I like this concept.

Meg Houston Maker

Thanks, Michael. Would love your further thoughts on this idea.

Michael Stoner

I really like this concept, Meg, especially the implication that these days, there are so many ways to gain an impression of a brand that it's always evolving in the public's perception. This was probably always true, but we're assaulted with so much information and so many brand messages today, brand managers need to be a lot more active in being aware of and augmenting the perceptions of their brand in the public consciousness.

Andee Miller

Well said. I might also observe to "get the chatter right" requires constant vigilance to stay abreast of, and contribute to, the chatter. This adds a strain on resources that demands evaluation and re-evaluation - and more re-evaluation - of priorities. Marketing has always required fluidity. This is truer now more than ever.

Meg Houston Maker

Michael and Andee: thanks for your thoughtful comments. I like the idea that marketing requires fluidity. A communications program is a system in motion, requiring calculus, not simple arithmetic, to execute.

Douglas P. Hill

This is the kind of concept that I would be inclined to reject. On the rare occasion I consider these things, I'd tend to think (simplistically) of a brand as a pointer to a product and its maker, or a service and its provider. So spend the organization's effort on improving the product and the maker. The reflexive attitude of an engineer.

Oddly though, I agree.

From time to time, as a consumer, I encounter things about a product or service that I'm pretty sure the designers did not intend, but that is pretty obvious from out here in userland. I'd love to be able to take 3 minutes to point it out to the right person -- the person who actually makes decisions about such things. The company would be better off if I could do this. But everything is arrayed against me getting this message to anyone who matters. Their whole feedback system is set up to placate me. Often I'm not angry, nor do I really care much on a personal level; I just see something from a customer's point of view that they should see too.

As Mr. Stoner said, "brand managers need to be a lot more active in being aware of and augmenting the perceptions of their brand in the public consciousness." This includes being an active and company-supported channel from customers back to product decision-makers. Chatter isn't just a happy buzz -- it contains the information needed to shape the product itself, not just the public perception of it.

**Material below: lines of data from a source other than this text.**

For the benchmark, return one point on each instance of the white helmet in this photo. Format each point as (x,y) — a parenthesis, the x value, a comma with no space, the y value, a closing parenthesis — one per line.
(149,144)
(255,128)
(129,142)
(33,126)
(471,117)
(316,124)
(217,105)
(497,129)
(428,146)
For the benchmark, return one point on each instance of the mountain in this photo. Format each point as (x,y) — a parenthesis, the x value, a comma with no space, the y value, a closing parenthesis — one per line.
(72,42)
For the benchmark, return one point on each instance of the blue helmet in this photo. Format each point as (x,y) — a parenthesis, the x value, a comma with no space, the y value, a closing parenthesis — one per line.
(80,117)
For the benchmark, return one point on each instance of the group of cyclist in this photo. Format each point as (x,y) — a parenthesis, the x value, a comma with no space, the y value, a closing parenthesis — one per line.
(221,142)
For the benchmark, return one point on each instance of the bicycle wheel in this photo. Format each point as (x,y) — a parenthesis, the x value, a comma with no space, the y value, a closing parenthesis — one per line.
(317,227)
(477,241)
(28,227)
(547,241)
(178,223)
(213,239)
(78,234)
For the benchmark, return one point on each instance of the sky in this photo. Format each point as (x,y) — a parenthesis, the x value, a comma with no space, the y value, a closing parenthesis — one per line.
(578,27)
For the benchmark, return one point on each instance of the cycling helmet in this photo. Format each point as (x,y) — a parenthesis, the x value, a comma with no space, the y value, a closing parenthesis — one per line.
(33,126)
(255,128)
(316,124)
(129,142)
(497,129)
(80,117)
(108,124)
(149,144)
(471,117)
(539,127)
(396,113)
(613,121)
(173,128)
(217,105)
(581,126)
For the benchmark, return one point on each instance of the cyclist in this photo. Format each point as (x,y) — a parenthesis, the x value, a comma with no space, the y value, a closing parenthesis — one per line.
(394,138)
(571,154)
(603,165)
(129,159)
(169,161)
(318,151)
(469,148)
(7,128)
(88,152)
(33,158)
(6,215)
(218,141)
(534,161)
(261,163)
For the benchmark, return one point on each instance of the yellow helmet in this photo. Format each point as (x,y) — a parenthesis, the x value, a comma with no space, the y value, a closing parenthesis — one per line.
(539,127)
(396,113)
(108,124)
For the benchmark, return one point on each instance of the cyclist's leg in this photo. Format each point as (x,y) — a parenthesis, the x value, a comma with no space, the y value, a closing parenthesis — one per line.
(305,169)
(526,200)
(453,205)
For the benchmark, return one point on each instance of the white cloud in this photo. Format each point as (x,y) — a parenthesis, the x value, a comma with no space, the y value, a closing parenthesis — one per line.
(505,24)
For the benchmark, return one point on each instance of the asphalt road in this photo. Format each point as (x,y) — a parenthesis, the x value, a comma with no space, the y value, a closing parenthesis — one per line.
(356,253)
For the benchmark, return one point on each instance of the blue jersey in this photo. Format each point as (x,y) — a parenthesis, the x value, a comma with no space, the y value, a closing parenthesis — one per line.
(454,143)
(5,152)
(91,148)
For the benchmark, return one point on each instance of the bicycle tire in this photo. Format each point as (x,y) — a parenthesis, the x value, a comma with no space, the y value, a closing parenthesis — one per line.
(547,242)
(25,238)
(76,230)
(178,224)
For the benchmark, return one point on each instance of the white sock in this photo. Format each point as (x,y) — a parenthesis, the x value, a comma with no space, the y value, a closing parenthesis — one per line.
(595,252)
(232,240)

If the company adopts a "we make it, you sell it" approach to marketing, they not only reject a precious tool, but, over time they force marketing to become more specious and they lose the real contact that comes from reciprocal benefit.

Jim Jansen

I like this brand as process view. Captures the on-going branding efforts

Meg Houston Maker

Jim, thanks for your comment. It means a lot coming from one who's so deeply immersed in making sense of the digital sphere.